- Beibin Li
- Talk Video
- Slides
- Please contact [email protected] if you have any questions regarding to the research or code.
Feel free to cite the following article if you found this repo or research is helpful. Thanks!
Beibin Li, Nicholas Nuechterlein, Erin Barney, Claire Foster, Minah Kim, Monique Mahony, Adham Atyabi, Li Feng, Quan Wang, Pamela Ventola, Linda Shapiro, and Frederick Shic. 2021. Learning Oculomotor Behaviors from Scanpath. In Proceedings of the 2021 International Conference on Multimodal Interaction (ICMI '21), October 18–22, 2021, Montréal, QC, Canada. ACM, New York, NY, USA 9 Pages. https://doi.org/10.1145/3462244.3479923
@article{Li2021Oculomotor,
title={Learning Oculomotor Behaviors from Scanpath},
author={Li, Beibin and Nuechterlein, Nicholas and Barney, Erin and Foster, Claire and Kim, Minah and Mahony, Monique and Atyabi, Adham and Feng, Li and Wang, Quan and Ventola, Pamela and others},
booktitle={Proceedings of the 2021 International Conference on Multimodal Interaction (ICMI '21), October 18--22, 2021, Montréal, QC, Canada},
organization={ACM}
year={2021}
url={https://doi.org/10.1145/3462244.3479923}
}
All training code are inside the obf/ folder, where the models are stored in the obf/model/ae.py file, and
- obf/
- obf/dataloader: data loading functions and modules.

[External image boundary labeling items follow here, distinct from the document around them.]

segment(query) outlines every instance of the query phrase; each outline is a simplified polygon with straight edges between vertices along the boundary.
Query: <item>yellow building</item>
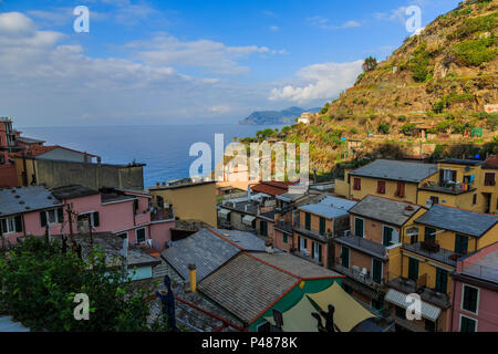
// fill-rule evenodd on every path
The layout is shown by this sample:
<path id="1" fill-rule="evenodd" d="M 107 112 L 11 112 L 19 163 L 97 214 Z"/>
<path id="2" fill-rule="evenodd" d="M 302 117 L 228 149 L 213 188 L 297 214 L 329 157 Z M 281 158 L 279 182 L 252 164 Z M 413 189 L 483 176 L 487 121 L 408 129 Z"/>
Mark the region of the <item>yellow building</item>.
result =
<path id="1" fill-rule="evenodd" d="M 148 190 L 155 207 L 169 205 L 180 220 L 200 220 L 211 227 L 217 226 L 215 181 L 159 185 Z"/>
<path id="2" fill-rule="evenodd" d="M 372 195 L 398 201 L 419 202 L 418 187 L 437 180 L 437 166 L 401 160 L 377 159 L 347 174 L 347 198 L 361 200 Z M 343 190 L 344 188 L 340 189 Z"/>
<path id="3" fill-rule="evenodd" d="M 459 209 L 498 214 L 498 159 L 449 158 L 436 165 L 375 160 L 335 180 L 335 194 L 361 200 L 367 195 L 421 206 L 440 204 Z"/>
<path id="4" fill-rule="evenodd" d="M 498 217 L 440 205 L 415 219 L 403 238 L 401 277 L 385 300 L 396 325 L 408 331 L 447 331 L 456 260 L 498 241 Z M 418 294 L 422 320 L 405 317 L 408 294 Z"/>

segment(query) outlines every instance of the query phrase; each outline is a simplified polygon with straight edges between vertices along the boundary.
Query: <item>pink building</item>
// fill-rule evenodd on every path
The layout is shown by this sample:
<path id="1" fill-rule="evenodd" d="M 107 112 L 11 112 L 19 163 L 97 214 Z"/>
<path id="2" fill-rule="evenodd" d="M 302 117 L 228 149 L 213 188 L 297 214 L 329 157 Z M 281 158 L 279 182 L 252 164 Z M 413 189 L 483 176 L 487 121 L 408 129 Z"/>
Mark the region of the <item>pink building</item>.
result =
<path id="1" fill-rule="evenodd" d="M 457 261 L 452 332 L 498 332 L 498 242 Z"/>
<path id="2" fill-rule="evenodd" d="M 163 251 L 172 240 L 174 216 L 170 210 L 152 214 L 151 198 L 143 191 L 82 186 L 1 189 L 0 235 L 2 241 L 15 243 L 18 237 L 44 235 L 46 227 L 51 235 L 69 235 L 71 229 L 87 232 L 90 223 L 92 232 L 112 232 Z"/>

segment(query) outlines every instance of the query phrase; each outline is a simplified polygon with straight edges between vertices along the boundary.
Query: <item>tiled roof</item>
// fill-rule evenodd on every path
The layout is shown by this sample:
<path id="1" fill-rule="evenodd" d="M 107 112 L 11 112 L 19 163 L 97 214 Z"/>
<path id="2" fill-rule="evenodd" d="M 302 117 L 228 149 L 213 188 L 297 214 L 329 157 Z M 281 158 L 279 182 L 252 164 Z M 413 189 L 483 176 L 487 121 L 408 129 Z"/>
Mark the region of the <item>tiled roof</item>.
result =
<path id="1" fill-rule="evenodd" d="M 0 217 L 54 207 L 61 201 L 43 186 L 0 189 Z"/>
<path id="2" fill-rule="evenodd" d="M 436 171 L 437 166 L 432 164 L 377 159 L 366 166 L 353 170 L 350 175 L 421 183 L 423 179 L 434 175 Z"/>
<path id="3" fill-rule="evenodd" d="M 411 210 L 407 210 L 406 208 Z M 366 196 L 350 209 L 350 214 L 378 221 L 385 221 L 395 226 L 402 226 L 421 208 L 421 206 L 412 205 L 409 202 L 396 201 L 375 196 Z"/>
<path id="4" fill-rule="evenodd" d="M 417 218 L 415 222 L 474 237 L 481 237 L 498 222 L 498 217 L 435 205 Z"/>
<path id="5" fill-rule="evenodd" d="M 52 194 L 61 200 L 93 196 L 98 192 L 98 190 L 90 189 L 80 185 L 52 188 Z"/>
<path id="6" fill-rule="evenodd" d="M 356 201 L 328 196 L 317 204 L 300 207 L 299 210 L 312 212 L 328 219 L 333 219 L 346 216 L 347 210 L 355 205 Z"/>
<path id="7" fill-rule="evenodd" d="M 298 281 L 294 277 L 241 253 L 203 280 L 198 289 L 249 323 Z"/>

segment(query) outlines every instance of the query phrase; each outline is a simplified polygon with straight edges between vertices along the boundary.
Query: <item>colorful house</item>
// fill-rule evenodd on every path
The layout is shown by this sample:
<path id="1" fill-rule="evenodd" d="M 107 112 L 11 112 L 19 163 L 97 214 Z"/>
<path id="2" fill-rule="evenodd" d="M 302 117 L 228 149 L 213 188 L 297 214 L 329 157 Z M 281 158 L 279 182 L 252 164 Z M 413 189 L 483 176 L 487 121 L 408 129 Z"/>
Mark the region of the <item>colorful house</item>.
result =
<path id="1" fill-rule="evenodd" d="M 377 159 L 345 176 L 345 180 L 347 180 L 345 197 L 362 200 L 372 195 L 421 204 L 418 187 L 427 181 L 435 181 L 436 173 L 437 167 L 432 164 Z M 423 202 L 425 204 L 425 200 Z"/>
<path id="2" fill-rule="evenodd" d="M 349 209 L 351 232 L 333 239 L 335 271 L 346 275 L 344 289 L 371 311 L 382 314 L 385 284 L 401 274 L 403 237 L 412 235 L 421 206 L 366 196 Z"/>
<path id="3" fill-rule="evenodd" d="M 6 242 L 18 237 L 112 232 L 129 243 L 146 243 L 163 250 L 170 241 L 173 214 L 151 214 L 152 196 L 143 191 L 66 186 L 0 190 L 1 232 Z M 70 218 L 71 216 L 71 218 Z"/>
<path id="4" fill-rule="evenodd" d="M 452 332 L 498 332 L 498 241 L 458 259 Z"/>
<path id="5" fill-rule="evenodd" d="M 458 258 L 498 240 L 498 217 L 457 208 L 433 206 L 415 219 L 402 247 L 401 277 L 387 283 L 398 330 L 447 332 L 450 329 L 452 280 Z M 406 296 L 422 299 L 421 321 L 404 315 Z"/>

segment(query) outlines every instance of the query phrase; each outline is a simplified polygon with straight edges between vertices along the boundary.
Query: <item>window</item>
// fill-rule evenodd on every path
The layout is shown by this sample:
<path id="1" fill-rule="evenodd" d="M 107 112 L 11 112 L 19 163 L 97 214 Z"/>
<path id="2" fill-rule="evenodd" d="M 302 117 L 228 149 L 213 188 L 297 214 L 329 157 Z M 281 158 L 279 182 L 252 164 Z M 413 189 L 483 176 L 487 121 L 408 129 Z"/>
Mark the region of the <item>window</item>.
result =
<path id="1" fill-rule="evenodd" d="M 320 218 L 320 235 L 325 236 L 325 218 Z"/>
<path id="2" fill-rule="evenodd" d="M 477 331 L 477 321 L 470 317 L 466 317 L 464 315 L 460 316 L 460 332 L 476 332 Z"/>
<path id="3" fill-rule="evenodd" d="M 259 226 L 260 226 L 260 232 L 261 232 L 261 236 L 268 236 L 268 222 L 267 221 L 260 221 L 259 222 Z"/>
<path id="4" fill-rule="evenodd" d="M 425 241 L 432 240 L 434 242 L 436 242 L 436 229 L 433 228 L 425 228 Z"/>
<path id="5" fill-rule="evenodd" d="M 376 259 L 372 259 L 372 280 L 382 283 L 382 262 Z"/>
<path id="6" fill-rule="evenodd" d="M 21 216 L 1 219 L 0 235 L 22 232 L 22 218 Z"/>
<path id="7" fill-rule="evenodd" d="M 365 221 L 360 218 L 354 218 L 354 236 L 363 237 Z"/>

- obf/execution: execution code for training.
- obf/model: deep learning model architecture.
- obf/utils: utility for training.
We provided some sampled data and data pre-processing code to the sample_data/ folder.
Please download public eye-tracking datasets, and then use the provided Python scripts to process the signals.
We control the experiment setting with JSON files. Some sample configurations are in the config/ folder.
- JSON setting
- "pretrain data setting": defines where to load pre-training unlabelled data from disk.
- "datasets": contains the path and signal length (in miliseconds) for input data.
- "batch size": an integer to define mini-batch size.
- "fixation identification setting": contains information for the I-VT algorithm
- "experiment": for the pre-training process.
- "pretrain data setting": defines where to load pre-training unlabelled data from disk.
Please check the Pretrain.ipynb Jupyter Notebook file to see examples on how to train a new model from scratch. Or, you can use the provided model directly for your downstream application, as shown below.
Please check the stim_prediction.ipynb Jupyter Notebook file to see a downstream application example. In this application, we use the pre-trained model, and fine-tune it for the MIT1003 dataset to predict which stimulus a subject was watching.